Imagine a rogue military unit sweeping in from Ohio and occupying Fort Wayne (if not Fort Wayne, insert your city here). This unit seizes control of the city in every way possible. Laws are ignored. The federal government looks the other way. Soon, the leaders give instructions to start “cleansing” the area of Hoosiers and anyone who is not a native Buckeye. Men are killed, women are raped, and children witness it all.
Somehow, you make it out alive with your family.
In an utter state of confusion and desperation, you depart with others en masse (and by foot) to Canada where you’re sequestered in a camp with only the shirts on your collective backs. One week there turns into a month, and then a month into a year. You spend ten years in this camp, and only the lucky among you eventually get a ticket out.
Again, you’re blessed, because your family is intact, but all at once you’re sent to Bolivia to start a new life without fear of persecution. They explain that you’ll be safe in Bolivia, and that it will be a place of refuge for you.
But you can never return to Fort Wayne. Or America for that matter.
You try to explain to the Bolivians that you’re legal and you’re in their country for a reason but the Bolivians don’t understand people from Fort Wayne and many of them want you to leave. You don’t look like them. You don’t talk like them. You’re straining their system.
You want to scream: “But we’re all human, aren’t we?”
So, you do the best you can in a new culture and a strange land. Your college degree means nothing in this new country but you try to get a job and learn the language and customs, while still trying to preserve some of your own.

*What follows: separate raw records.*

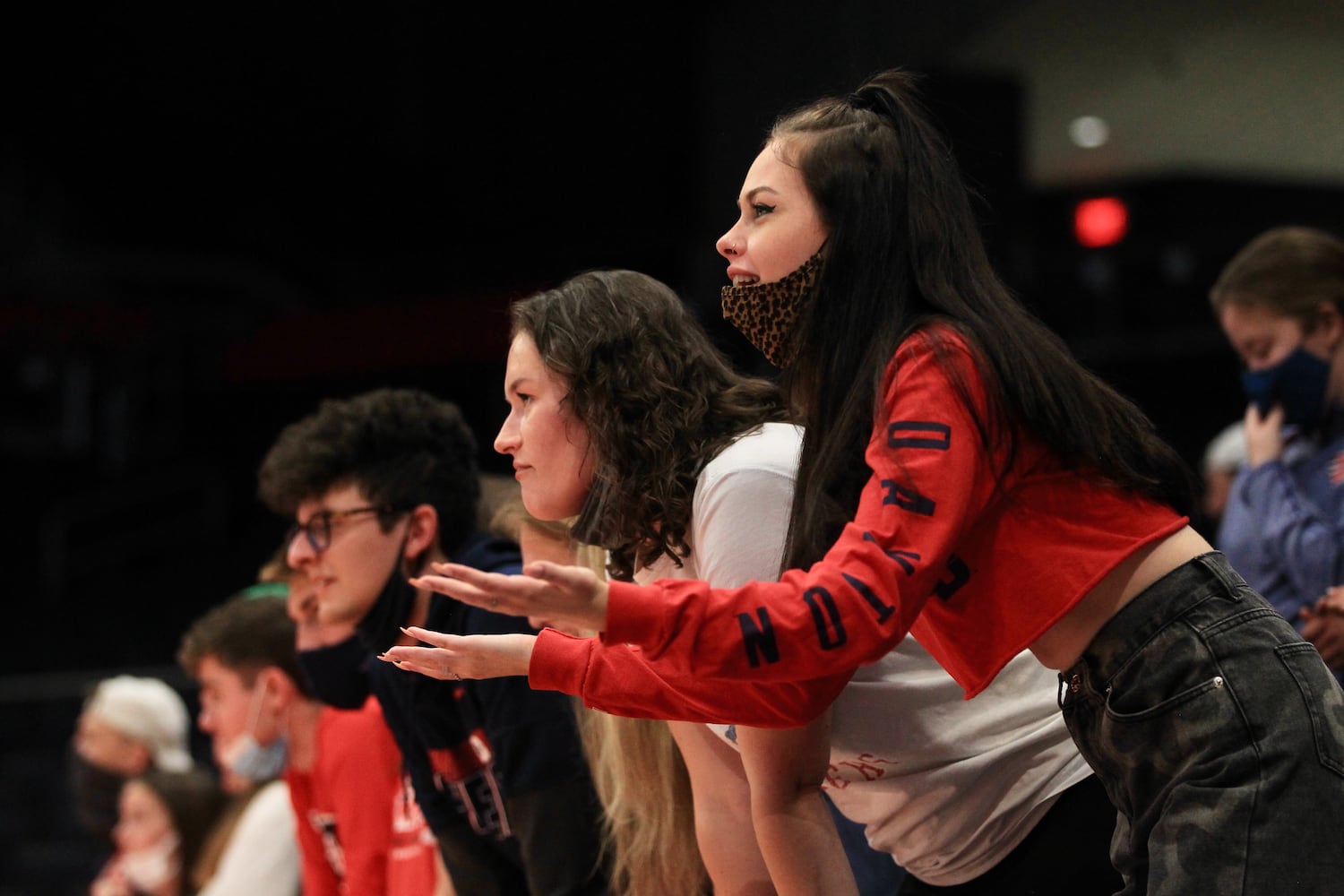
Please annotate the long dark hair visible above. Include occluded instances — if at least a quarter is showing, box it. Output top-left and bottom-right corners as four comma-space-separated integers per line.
766, 70, 1193, 568
511, 270, 785, 579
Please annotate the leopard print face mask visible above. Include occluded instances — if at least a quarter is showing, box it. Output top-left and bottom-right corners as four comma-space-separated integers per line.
723, 251, 822, 369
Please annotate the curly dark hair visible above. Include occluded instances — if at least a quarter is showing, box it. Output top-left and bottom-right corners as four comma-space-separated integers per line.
511, 270, 788, 579
1209, 226, 1344, 326
257, 388, 481, 555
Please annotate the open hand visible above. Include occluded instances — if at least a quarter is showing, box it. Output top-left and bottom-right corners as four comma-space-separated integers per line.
1242, 403, 1284, 466
411, 560, 607, 632
378, 626, 537, 681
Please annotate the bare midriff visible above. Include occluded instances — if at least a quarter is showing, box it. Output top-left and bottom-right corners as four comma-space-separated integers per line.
1031, 525, 1214, 670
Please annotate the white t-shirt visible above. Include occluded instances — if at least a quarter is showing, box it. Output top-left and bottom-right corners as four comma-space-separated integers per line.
636, 423, 1091, 887
198, 780, 298, 896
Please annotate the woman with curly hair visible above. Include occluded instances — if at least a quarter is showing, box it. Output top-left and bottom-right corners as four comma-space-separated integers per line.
384, 265, 1120, 895
398, 71, 1344, 895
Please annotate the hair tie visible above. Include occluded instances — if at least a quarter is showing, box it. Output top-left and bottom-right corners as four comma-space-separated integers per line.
844, 84, 903, 124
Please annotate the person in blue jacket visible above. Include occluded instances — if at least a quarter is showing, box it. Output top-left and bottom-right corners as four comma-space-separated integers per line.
1210, 227, 1344, 676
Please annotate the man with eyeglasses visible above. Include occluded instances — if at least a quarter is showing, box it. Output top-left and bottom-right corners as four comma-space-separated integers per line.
258, 390, 607, 896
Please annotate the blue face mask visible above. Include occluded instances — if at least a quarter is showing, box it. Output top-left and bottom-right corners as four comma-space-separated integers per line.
1242, 348, 1331, 426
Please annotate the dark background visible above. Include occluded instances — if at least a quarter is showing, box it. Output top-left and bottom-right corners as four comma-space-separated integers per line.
0, 0, 1344, 893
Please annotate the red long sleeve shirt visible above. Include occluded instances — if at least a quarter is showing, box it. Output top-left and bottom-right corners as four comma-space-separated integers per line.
602, 331, 1188, 698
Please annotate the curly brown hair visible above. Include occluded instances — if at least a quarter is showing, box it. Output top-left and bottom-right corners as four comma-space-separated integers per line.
511, 270, 788, 579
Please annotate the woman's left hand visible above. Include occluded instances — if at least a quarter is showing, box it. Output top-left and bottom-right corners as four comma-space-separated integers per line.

It’s not easy, but at least it’s better than what’s happening back in Fort Wayne.
Sound too crazy to believe? Try telling that to a refugee.
When an individual receives the designation of refugee, he or she is given the gift of life. This may sound a little extreme, but we’re not dealing with some casual term. Rather, to be named a refugee is to receive a title of huge significance, granted by the U.N. High Commission to a relatively small group of people who have fled an oppressive government, war, genocide or some other unrest in their country. By contrast to the potential death sentence one might be under by staying (or by being forced to return to the place from which they fled), to become a refugee is to be granted life. As wonderful as that is, though, a new life still comes at a cost - for those who receive this status can never return to the world he or she once knew. You may think that’s not so bad considering what’s being left behind, and that’s true to a certain extent. It doesn’t make it any easier, though. Most people love their homeland, despite the circumstances causing them to leave.
Somehow in the midst of all of this, they have to find their way.
I say all of this simply to point out that refugees are among us, wherever you may live. Make a friend in a refugee and offer a helping hand. Be welcoming. Before long he or she won’t be a refugee anymore, but rather, a friend.
And, if you ever wonder what it’s like to be a refugee, read the above story again, and simply insert your city.